Is the expression `requires { typename enable_if_t>; }` the same as `fun_v` "by definition" for any meta-predicate fun_v?

Question

I'm reading Josuttis' C++20 the Complete Guide, and I think I've absorbed that a clause like the one in the template below

template<typename T>
requires requires { typename std::remove_const_t<T>; }
…

is completely useless as it resolves to requires true because remove_const_t always returns a type when given a type.

However, I reasoned, that's not the case, for instance, for enable_if, so I came up with

requires { typename std::enable_if_t<std::is_integral_v<T>>; }

Now, since the requires expression simply checks that the requirements in the {…} are well-formed, I think that's basically what the following does

std::is_integral_v<T>

It seems pretty uncontroversial to me, but I'm asking because I'm new to C++ concepts and it is perfectly possible that I'm making a mistake.

Answer 1

It works because std::enable_if is implemented as follows:

template<bool B, class T = void> struct enable_if {};

template<class T> struct enable_if<true, T> { typedef T type; };

When the fun_v<T> is true, the second template is used and the constraint is satisfied, since it simply checks if type is well-formed (in this case, it must simply exist, and does not matter if it is defined as void or something else), and likewise, when the fun_v<T> is false, the first template is used and the constraint is not satisfied, since type is not well-formed.
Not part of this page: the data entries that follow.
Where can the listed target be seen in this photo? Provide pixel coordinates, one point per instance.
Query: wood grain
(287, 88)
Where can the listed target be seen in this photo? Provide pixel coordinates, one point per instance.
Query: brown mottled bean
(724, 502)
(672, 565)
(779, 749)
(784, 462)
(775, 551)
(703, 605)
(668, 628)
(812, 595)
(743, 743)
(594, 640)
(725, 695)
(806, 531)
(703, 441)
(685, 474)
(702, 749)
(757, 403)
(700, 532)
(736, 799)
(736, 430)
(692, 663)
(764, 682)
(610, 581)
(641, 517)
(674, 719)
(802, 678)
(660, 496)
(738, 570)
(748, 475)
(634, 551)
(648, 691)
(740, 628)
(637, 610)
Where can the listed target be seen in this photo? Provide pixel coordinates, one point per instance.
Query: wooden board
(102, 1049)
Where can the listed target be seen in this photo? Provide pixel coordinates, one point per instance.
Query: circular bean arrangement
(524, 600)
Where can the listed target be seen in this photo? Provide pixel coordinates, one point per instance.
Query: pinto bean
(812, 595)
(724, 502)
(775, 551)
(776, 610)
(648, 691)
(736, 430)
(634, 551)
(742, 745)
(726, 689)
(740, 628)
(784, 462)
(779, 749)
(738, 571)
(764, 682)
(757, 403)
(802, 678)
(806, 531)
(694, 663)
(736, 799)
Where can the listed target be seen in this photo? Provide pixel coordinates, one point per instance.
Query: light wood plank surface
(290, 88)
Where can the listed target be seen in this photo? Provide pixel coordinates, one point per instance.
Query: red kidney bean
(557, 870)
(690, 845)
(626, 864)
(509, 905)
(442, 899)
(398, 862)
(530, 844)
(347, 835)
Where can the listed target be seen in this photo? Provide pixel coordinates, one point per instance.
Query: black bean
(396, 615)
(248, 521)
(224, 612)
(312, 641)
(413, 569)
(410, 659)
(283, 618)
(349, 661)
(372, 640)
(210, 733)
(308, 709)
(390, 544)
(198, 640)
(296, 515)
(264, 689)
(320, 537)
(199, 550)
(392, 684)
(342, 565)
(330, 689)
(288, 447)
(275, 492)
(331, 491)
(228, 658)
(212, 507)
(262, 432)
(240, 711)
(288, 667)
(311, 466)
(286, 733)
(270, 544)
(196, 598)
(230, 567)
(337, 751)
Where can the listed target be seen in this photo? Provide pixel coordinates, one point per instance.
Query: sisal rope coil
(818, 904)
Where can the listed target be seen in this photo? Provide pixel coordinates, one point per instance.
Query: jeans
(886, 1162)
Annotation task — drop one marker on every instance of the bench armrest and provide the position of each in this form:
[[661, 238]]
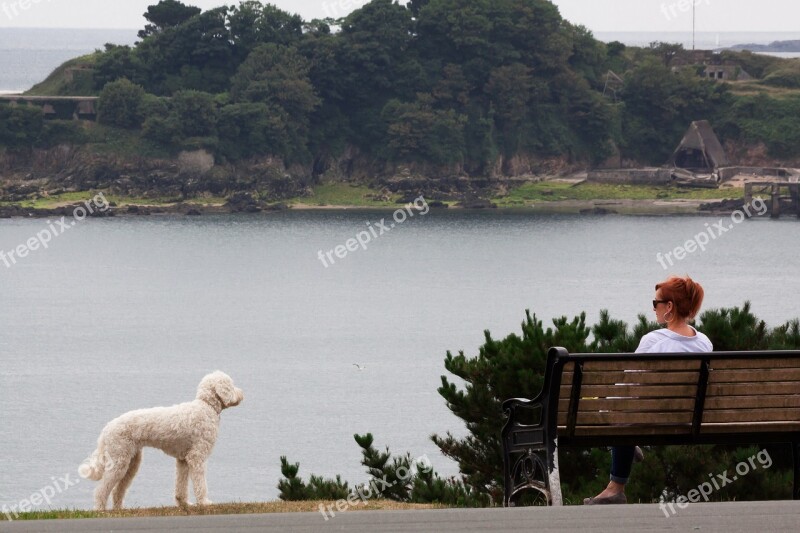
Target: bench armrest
[[513, 406]]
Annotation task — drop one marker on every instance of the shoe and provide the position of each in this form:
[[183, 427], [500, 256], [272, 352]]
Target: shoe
[[608, 500], [638, 455]]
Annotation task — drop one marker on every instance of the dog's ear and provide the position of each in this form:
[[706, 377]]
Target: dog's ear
[[226, 392]]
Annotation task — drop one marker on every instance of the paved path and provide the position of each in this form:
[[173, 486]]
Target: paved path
[[724, 517]]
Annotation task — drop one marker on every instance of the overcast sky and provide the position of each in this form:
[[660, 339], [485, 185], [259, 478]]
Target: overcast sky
[[597, 15]]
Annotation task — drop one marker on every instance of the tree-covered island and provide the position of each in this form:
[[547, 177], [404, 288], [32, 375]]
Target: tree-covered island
[[248, 106]]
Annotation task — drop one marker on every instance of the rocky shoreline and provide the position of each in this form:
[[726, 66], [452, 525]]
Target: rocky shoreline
[[583, 207]]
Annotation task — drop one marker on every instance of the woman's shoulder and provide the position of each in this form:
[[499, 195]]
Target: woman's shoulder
[[649, 340]]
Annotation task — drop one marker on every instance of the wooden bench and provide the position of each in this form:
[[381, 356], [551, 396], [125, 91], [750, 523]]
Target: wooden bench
[[596, 400]]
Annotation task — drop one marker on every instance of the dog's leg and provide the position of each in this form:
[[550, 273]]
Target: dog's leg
[[112, 476], [182, 483], [118, 495], [197, 470]]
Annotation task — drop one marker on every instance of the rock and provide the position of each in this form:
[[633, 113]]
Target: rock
[[598, 211], [477, 204]]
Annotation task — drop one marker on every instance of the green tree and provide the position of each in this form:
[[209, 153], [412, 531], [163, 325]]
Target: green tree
[[417, 132], [120, 104], [166, 14], [21, 126], [277, 76], [196, 112]]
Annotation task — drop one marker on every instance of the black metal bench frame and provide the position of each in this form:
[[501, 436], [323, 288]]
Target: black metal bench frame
[[530, 451]]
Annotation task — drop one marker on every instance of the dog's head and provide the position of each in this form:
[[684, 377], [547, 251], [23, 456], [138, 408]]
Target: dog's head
[[217, 389]]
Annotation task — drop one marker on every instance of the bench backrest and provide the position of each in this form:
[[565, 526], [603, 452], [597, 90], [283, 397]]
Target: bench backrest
[[698, 396]]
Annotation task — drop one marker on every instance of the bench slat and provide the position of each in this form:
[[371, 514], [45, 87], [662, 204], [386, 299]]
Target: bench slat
[[752, 427], [640, 363], [752, 402], [787, 362], [623, 417], [610, 431], [751, 415], [762, 374], [619, 376], [638, 404], [634, 391], [751, 389]]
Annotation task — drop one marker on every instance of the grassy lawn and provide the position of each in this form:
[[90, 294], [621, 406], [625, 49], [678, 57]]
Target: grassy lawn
[[550, 191], [220, 509], [343, 194], [70, 198]]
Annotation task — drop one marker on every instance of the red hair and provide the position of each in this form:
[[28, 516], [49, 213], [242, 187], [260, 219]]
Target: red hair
[[684, 293]]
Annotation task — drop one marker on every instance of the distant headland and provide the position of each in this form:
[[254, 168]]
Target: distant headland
[[776, 46]]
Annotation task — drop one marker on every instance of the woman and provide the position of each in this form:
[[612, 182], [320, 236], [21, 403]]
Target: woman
[[677, 302]]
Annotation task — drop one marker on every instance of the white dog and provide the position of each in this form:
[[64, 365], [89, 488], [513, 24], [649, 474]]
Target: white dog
[[186, 432]]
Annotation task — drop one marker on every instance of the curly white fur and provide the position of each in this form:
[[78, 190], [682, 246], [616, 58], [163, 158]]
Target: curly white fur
[[185, 431]]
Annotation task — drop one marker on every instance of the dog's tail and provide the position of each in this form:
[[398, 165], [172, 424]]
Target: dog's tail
[[94, 466]]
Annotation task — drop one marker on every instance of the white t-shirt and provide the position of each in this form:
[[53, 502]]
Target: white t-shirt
[[667, 341]]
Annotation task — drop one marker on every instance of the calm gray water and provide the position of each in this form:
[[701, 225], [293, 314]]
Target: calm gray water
[[126, 313], [29, 55]]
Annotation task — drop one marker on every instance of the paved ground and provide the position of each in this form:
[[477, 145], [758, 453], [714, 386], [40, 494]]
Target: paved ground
[[724, 517]]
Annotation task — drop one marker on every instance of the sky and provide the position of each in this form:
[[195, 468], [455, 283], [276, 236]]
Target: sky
[[597, 15]]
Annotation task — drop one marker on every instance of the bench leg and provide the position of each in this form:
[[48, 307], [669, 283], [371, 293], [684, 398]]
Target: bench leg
[[796, 465], [553, 475], [525, 470]]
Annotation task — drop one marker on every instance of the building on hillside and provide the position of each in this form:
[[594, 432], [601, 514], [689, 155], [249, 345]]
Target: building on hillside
[[710, 65], [699, 150]]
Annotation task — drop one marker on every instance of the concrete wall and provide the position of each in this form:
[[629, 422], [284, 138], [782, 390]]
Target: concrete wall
[[729, 172], [635, 176]]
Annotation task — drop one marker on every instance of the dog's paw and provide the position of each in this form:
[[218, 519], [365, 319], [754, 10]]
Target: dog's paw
[[182, 503]]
So, you can use std::enable_if to create a constraint in this way, but it is nonsense. In fact, if you read the information about what is std::enable_if, you will find this sentence: "This metafunction is a convenient way to leverage SFINAE prior to C++20's concepts, in particular for conditionally removing functions from the candidate set based on type traits, allowing separate function overloads or specializations based on those different type traits". Then, there is no sense to mix SFINAE and C++20's concepts.